Schaeffer of Dallas Children’s Theater adds that drama is a “great tool to use to get the conversation going, because the discussion can be about the characters in the play, and that seems to open up a safer path for dialogue.” When asked why he had chosen to address the topic of bullying, Coterie’s Church echoed the feeling of his fellow artists: “We want to be part of doing something that gives kids resources and coping skills.”
The momentum building around these works will be evidenced this coming August when members of two professional organizations—Theatre for Young Audiences USA and American Alliance for Theatre and Education—come together in Lexington, Ky., for the first large-scale event of their Dramatic Change initiative, a multi-year commitment to exploring ways theatre can address bullying. The initiative was kick-started last May with a manifesto resolving “to tackle the epidemic of bullying in all its complexity, in ways that only the theatre arts can.” A daylong series of events will precede AATE’s annual conference and include a keynote performance by Omaha’s Pride Players.
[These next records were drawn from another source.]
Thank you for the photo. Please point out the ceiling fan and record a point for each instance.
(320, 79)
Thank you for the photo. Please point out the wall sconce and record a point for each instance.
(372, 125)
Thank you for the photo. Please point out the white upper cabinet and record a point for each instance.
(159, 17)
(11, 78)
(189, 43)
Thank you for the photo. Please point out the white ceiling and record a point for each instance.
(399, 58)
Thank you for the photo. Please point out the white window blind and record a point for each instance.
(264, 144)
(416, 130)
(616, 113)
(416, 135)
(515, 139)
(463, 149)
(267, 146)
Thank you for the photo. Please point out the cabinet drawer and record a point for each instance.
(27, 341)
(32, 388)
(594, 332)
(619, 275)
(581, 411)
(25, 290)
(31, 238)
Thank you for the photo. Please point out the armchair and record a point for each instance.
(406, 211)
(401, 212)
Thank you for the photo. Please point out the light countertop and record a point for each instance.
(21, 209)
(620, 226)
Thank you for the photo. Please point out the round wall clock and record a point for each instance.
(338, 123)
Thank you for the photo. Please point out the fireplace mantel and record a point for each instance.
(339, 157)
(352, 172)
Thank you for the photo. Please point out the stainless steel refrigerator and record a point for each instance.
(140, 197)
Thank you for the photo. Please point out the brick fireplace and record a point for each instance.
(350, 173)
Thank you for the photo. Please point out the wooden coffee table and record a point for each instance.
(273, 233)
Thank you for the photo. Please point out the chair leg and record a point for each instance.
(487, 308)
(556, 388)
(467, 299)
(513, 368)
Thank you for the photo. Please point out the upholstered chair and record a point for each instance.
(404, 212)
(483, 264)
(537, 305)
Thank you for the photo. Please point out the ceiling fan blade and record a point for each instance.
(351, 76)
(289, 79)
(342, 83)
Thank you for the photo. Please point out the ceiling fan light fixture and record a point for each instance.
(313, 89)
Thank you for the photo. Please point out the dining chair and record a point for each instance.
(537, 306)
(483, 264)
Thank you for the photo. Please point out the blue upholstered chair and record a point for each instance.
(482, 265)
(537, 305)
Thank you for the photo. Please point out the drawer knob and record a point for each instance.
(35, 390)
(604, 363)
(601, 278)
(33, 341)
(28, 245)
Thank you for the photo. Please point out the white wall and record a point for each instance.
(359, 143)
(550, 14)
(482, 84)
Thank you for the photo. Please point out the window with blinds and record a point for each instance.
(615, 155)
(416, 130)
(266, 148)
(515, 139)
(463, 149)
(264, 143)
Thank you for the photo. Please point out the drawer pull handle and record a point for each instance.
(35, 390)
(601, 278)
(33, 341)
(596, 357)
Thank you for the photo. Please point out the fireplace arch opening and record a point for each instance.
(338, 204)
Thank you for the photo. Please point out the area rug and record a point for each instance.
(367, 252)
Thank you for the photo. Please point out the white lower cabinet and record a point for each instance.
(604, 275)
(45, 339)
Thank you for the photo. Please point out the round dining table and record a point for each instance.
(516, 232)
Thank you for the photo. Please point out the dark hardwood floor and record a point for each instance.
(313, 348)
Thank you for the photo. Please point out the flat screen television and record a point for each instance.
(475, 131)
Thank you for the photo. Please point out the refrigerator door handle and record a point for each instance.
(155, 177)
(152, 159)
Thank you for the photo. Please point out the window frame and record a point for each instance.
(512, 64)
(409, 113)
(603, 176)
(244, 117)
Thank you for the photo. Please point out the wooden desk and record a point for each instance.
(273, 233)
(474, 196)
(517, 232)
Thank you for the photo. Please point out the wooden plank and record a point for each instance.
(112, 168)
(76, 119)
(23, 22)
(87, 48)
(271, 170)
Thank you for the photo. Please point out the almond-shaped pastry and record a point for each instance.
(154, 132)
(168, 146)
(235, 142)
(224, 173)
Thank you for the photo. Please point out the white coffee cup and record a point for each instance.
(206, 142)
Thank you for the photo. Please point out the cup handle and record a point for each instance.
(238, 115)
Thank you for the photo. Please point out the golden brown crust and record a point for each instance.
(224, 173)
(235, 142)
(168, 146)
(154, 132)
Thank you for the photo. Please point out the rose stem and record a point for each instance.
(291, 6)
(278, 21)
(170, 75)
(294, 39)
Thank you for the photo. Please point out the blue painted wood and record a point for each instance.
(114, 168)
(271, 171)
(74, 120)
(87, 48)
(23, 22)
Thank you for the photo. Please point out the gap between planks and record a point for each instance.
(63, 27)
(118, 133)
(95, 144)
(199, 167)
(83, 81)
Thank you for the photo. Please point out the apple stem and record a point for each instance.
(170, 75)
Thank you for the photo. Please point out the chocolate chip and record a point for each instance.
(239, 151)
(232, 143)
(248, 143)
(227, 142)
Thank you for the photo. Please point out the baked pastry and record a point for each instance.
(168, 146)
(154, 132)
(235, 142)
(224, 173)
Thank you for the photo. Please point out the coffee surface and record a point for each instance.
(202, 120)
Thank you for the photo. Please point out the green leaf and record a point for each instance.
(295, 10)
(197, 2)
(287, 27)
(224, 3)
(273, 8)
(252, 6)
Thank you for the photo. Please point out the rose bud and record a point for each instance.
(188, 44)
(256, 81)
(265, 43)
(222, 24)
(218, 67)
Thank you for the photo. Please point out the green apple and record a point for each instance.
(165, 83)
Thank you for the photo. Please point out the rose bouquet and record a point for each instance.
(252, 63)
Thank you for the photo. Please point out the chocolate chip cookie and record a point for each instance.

Lexington Children’s Theatre’s Kisling, the conference coordinator, says that the goal of the initiative is to “advocate for civility, provide resources and create a national dialogue.”
When Rock Lobster’s Aaron receives his diploma at his high school graduation, the principal refuses to shake his hand. This stage moment illustrates that putting an end to bullying doesn’t just involve changing teens’ behavior; it requires a change in the cultural climate tolerated both in and out of schools. This season’s plays remind us that bullying will continue as long as prejudice and discrimination dominate our national landscape.
Sharon L. Green is an associate professor of theatre at Davidson College, in Davidson, N.C.